The increased incidence of NHL induced by chemotherapeutic drugs and immunosuppression therapy following bone marrow or other organ transplantation is likely to contribute little to the increased incidence of NHL. This is supported by several studies that have found that the incidence of NHL among patients with other cancers has not increased more than the overall incidence of NHL [2, 18, 21]. It is possible that technological advances may have resulted in more biopsies or lymph node resections when investigating illness, resulting in more diagnoses of occult NHL. However, this is unlikely to explain the observed increase in incidence among those less than 45 years of age.

The many types of lymphoma appear to have different risk factors. For example, late birth order and high body mass index have been shown to be associated with increased risk of diffuse large B-cell lymphoma, whereas autoimmune conditions have been associated with an increased risk of marginal zone lymphoma [23]. Analyses by the Interlymph and EpiLymph consortia, combining the results of several studies, have suggested a reduced risk of specific B-cell subtypes from increased recreational sun exposure [24, 25]. Further exploration of the potential role of UV radiation in New Zealand may be warranted, despite the low relative risks associated with increased sun exposure. Where trends in subtypes of NHL have been examined, the increase in the incidence of NHL has been found to be the greatest for follicular, extranodal B-cell and nodal T-cell lymphoma [17]. Detailed examination of trends by NHL subtype in New Zealand is needed.

Many risk factors have been suggested for NHL and its subtypes [2] but, to explain the observed epidemic of NHL in New Zealand and elsewhere, the relative risks of NHL from putative exposures would need to be much larger than those found for most risk factors. In addition, the prevalence of exposure would need to have changed considerably for successive generations. For example, the use of hair dyes has been suggested as a cause of NHL, but the association has been inconsistent [2] and is unlikely to explain the male predominance of the disease or the trends observed.

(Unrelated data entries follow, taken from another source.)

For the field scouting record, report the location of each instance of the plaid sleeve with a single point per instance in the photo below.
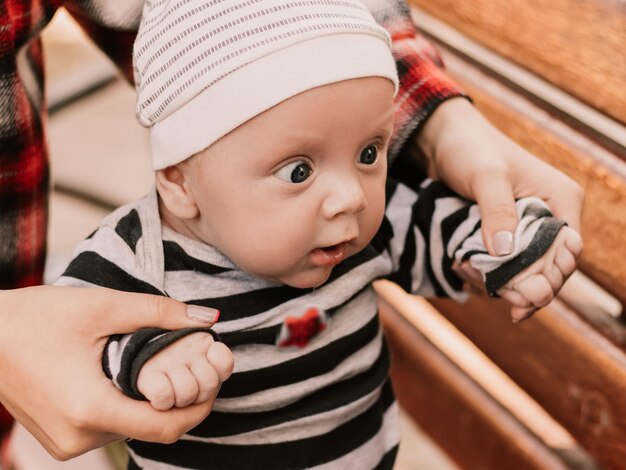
(24, 177)
(424, 84)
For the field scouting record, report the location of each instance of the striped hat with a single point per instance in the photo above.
(202, 68)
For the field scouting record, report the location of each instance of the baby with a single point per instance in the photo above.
(270, 123)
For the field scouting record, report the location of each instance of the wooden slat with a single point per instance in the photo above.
(577, 375)
(578, 46)
(602, 174)
(465, 422)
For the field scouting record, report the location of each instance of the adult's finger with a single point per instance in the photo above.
(567, 200)
(494, 195)
(222, 360)
(127, 312)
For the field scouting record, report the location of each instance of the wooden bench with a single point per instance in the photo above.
(550, 392)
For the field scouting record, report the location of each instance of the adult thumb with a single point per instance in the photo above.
(126, 312)
(499, 218)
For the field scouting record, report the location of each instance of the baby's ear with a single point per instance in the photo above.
(175, 192)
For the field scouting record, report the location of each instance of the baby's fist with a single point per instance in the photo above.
(189, 371)
(537, 285)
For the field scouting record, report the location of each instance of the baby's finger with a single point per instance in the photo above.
(574, 242)
(156, 387)
(221, 358)
(518, 314)
(207, 379)
(565, 261)
(537, 290)
(515, 298)
(555, 277)
(185, 386)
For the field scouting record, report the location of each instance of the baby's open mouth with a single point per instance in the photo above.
(329, 255)
(333, 250)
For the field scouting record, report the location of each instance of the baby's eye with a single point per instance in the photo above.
(295, 172)
(369, 155)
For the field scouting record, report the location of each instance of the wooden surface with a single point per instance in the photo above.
(601, 173)
(578, 46)
(466, 423)
(578, 376)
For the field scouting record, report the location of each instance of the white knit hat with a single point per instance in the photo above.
(202, 68)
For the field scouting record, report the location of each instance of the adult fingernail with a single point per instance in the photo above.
(203, 314)
(503, 243)
(525, 316)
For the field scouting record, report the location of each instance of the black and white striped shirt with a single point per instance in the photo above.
(330, 403)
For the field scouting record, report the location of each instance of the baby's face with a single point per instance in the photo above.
(301, 187)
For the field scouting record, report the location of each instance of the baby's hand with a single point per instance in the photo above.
(537, 285)
(189, 371)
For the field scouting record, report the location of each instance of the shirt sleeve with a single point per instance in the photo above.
(424, 84)
(111, 258)
(429, 230)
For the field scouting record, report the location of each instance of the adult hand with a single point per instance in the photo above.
(51, 378)
(479, 162)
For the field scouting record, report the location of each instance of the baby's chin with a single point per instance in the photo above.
(302, 280)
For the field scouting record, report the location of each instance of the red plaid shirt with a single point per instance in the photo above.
(24, 177)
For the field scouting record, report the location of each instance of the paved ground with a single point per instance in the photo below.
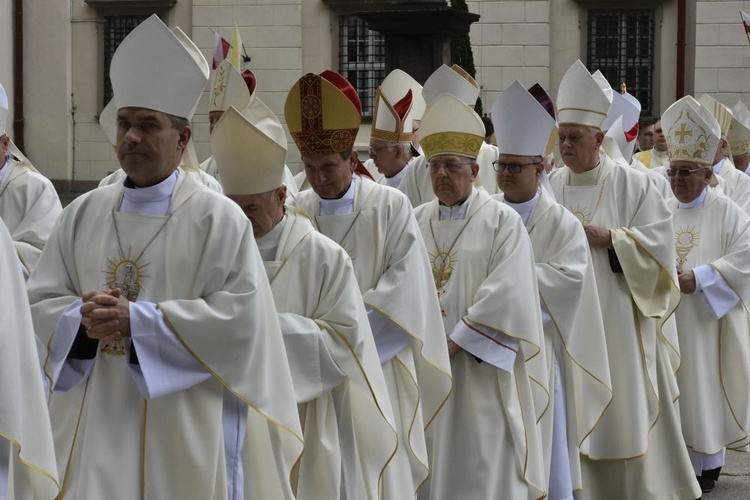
(734, 483)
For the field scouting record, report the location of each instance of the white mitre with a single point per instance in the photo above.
(722, 113)
(3, 110)
(160, 69)
(392, 116)
(692, 132)
(249, 160)
(451, 80)
(580, 100)
(739, 131)
(522, 125)
(451, 127)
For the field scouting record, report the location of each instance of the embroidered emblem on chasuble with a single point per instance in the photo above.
(319, 134)
(685, 239)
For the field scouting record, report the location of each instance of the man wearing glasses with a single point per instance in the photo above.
(573, 327)
(712, 242)
(486, 442)
(636, 450)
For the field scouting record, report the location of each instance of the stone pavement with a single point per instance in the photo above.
(734, 483)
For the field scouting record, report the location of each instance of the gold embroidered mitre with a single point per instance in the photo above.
(449, 126)
(692, 132)
(323, 114)
(739, 131)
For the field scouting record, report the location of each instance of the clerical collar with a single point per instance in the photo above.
(343, 205)
(268, 244)
(5, 167)
(150, 200)
(696, 203)
(396, 179)
(525, 208)
(587, 178)
(456, 212)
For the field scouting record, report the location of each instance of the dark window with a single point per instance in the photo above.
(361, 59)
(116, 28)
(621, 45)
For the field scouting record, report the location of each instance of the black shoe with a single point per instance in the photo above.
(712, 474)
(706, 484)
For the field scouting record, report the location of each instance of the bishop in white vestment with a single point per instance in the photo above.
(161, 333)
(636, 451)
(27, 456)
(579, 378)
(712, 243)
(347, 418)
(29, 205)
(486, 442)
(375, 226)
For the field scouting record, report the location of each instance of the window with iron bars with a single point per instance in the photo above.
(361, 59)
(116, 28)
(621, 45)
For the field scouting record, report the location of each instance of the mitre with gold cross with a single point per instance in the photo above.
(692, 132)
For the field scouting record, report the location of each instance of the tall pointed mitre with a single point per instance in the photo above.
(692, 132)
(580, 100)
(450, 127)
(323, 114)
(522, 125)
(249, 160)
(160, 69)
(739, 131)
(451, 80)
(230, 88)
(722, 113)
(392, 118)
(543, 98)
(3, 110)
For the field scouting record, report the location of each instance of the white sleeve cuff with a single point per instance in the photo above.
(164, 365)
(390, 339)
(488, 345)
(314, 372)
(716, 292)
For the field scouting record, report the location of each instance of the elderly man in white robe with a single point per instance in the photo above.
(636, 451)
(28, 470)
(486, 442)
(164, 350)
(454, 80)
(712, 242)
(343, 401)
(376, 227)
(29, 205)
(573, 327)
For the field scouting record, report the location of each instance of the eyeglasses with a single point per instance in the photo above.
(683, 172)
(450, 168)
(374, 151)
(513, 168)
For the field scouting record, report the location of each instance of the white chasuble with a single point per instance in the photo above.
(390, 263)
(29, 207)
(574, 336)
(201, 268)
(637, 449)
(736, 184)
(486, 441)
(27, 465)
(715, 375)
(348, 426)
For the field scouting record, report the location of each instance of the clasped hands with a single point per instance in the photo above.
(105, 314)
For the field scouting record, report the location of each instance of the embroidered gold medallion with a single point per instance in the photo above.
(685, 239)
(126, 273)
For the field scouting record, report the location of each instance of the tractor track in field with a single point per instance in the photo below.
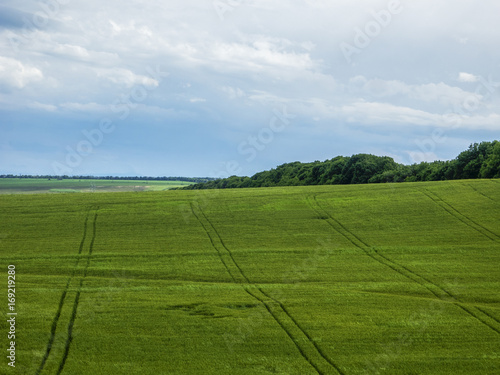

In addition, despite New Zealand having an extensive agricultural and horticultural workforce historically involving significant use of various herbicides and pesticides, these exposures have not been consistently found to increase the risk of NHL [2].

5. Summary

The epidemic of NHL occurring in New Zealand is not explained by our current knowledge of the possible causes of NHL or any of its subtypes and new testable hypotheses of causation are needed to explain the trends observed. Differences in incidence patterns by histologic subtype would be suggestive of etiologic heterogeneity among lymphoid neoplasms and support the pursuit of epidemiologic analysis by subtype. Further research to understand and control this epidemic of NHL in New Zealand is required.

Conflict of Interests

The authors declare that there is no conflict of interests regarding the publication of this paper.

Acknowledgments

Drs. Brian Cox and Mary J. Sneyd are supported by the Director’s Cancer Research Trust. Staff of Analytical Services of the Ministry of Health kindly supplied the incidence and mortality data required.